11 Jun
16 questions for church leaders
Disclaimer: I completely ripped these questions off from Seth Godin’s post earlier this week, “16 Questions for free agents” but with good intentions. Many leaders I talk to lack clarity in their role. Let’s face it: the job of the pastor and staff member today looks very different than what it did just five years ago. It’s time to revisit the tough questions and begin to rethink how we approach our leadership roles in local church ministry.
- Who are you trying to please?
- Are you trying to make a living, make a difference, or leave a legacy?
- How will the world be different when you’ve completed your time in professional church leadership?
- Is it more important to add new members or to increase your interactions with existing ones?
- Do you want a staff or a team?
- Would you rather have an open-ended program that’s never done, or programs that solve or address and immediate community need and comes with a natural end points?

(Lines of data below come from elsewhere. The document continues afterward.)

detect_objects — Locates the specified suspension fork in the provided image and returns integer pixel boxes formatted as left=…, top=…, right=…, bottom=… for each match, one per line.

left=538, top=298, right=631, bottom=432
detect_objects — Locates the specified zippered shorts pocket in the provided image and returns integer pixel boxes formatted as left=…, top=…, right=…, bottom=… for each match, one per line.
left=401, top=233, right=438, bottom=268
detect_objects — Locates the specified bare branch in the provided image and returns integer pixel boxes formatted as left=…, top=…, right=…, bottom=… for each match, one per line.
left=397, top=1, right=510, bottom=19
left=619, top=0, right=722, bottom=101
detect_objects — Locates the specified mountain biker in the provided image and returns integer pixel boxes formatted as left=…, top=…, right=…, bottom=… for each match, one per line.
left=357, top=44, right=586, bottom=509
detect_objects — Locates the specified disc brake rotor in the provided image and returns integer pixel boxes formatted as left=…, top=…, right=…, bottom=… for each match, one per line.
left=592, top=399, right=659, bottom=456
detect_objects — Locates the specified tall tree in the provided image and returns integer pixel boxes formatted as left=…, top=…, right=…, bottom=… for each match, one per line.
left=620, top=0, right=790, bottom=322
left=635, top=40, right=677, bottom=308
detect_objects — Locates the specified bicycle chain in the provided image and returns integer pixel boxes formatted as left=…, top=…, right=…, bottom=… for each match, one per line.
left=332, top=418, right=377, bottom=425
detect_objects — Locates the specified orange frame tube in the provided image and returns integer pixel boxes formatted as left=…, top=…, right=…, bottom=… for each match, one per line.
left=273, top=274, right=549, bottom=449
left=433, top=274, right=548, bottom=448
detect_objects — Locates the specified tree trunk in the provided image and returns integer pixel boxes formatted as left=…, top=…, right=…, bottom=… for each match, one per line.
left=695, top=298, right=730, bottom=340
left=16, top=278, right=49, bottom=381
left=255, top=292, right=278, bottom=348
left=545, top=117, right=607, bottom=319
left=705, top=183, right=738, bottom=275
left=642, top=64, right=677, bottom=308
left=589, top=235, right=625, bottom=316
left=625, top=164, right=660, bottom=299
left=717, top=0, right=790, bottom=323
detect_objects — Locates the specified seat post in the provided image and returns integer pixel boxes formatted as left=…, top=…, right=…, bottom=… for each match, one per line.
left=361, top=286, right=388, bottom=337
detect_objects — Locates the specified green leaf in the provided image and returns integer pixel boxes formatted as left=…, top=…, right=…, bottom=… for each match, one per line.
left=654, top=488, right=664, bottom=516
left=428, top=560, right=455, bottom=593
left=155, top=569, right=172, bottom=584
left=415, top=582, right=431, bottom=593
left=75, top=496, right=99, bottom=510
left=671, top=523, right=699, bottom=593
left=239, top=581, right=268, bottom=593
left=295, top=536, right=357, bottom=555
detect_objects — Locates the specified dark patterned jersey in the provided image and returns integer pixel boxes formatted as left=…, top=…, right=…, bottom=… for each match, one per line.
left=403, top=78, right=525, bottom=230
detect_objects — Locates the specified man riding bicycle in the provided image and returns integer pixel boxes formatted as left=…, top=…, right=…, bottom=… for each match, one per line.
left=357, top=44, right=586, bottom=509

- Are you prepared to actively represent your church, or are you expecting that people will just walk in the door of your church and beg to become a member?
- Which: to invent a new way of providing pastoral leadership or to be just like Bob/Sue, but better?

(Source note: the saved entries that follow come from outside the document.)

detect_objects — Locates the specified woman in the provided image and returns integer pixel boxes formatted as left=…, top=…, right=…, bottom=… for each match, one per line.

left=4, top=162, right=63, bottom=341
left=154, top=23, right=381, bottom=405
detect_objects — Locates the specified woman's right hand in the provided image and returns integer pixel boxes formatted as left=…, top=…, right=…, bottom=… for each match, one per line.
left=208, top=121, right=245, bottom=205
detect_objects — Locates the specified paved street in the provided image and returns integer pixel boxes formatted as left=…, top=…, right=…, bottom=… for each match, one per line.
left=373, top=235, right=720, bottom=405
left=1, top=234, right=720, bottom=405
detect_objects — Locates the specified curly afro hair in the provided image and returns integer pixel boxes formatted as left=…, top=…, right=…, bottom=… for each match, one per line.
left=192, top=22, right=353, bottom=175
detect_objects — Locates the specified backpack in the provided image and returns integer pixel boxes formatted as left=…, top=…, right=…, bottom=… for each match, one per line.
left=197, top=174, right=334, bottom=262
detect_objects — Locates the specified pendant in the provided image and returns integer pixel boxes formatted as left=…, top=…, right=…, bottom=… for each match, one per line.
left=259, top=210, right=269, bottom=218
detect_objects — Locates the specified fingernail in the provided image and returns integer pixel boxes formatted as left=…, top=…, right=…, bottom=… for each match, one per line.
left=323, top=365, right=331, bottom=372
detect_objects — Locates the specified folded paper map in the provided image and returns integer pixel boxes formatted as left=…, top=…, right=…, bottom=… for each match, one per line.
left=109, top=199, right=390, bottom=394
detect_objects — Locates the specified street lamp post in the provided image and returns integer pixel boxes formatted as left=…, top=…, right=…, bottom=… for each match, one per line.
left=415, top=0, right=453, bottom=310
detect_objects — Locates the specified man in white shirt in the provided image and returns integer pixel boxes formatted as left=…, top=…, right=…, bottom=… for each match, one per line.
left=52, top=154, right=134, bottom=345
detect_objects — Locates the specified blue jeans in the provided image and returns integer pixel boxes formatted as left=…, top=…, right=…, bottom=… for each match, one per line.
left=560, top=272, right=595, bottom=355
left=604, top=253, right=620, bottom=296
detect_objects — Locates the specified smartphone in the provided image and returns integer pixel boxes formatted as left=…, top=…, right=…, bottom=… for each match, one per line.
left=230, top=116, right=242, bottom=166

- If you take money for your position, are you prepared to perform (get measurable results) at the level at which your are being compensated?
- Are you done personally growing, or are you committed to things that will force you to change and develop yourself?
- Choose: teach and lead and challenge your members, or do what they ask…
- How long can you wait before it feels as though you’re succeeding?
- Is perfect important?
- Do you want your members to know each other (a tribe) or is it better they be anonymous and separate?
- How close to failure, wipe out and humiliation are you willing to fly? (And while we’re on the topic, how open to criticism are you willing to be?)
- What does busy look like?
Not that you didn’t already have enough on the agenda for the next staff meeting or staff retreat, but I’d highly recommend asking and answer these questions individually and as a staff. It will change you, your staff, and your church.









Nice one Ben,
I regularly read Seth’s blog and I like the way you’ve adapted it to church leadership.
I’m about to join the staff at my local Church and these questions certainly help me get some clarity in my thinking.
God bless,
Darren
Thanks, Darren. Good luck in your next steps of ministry. Sounds like God is expanding your Kingdom impact. Exciting!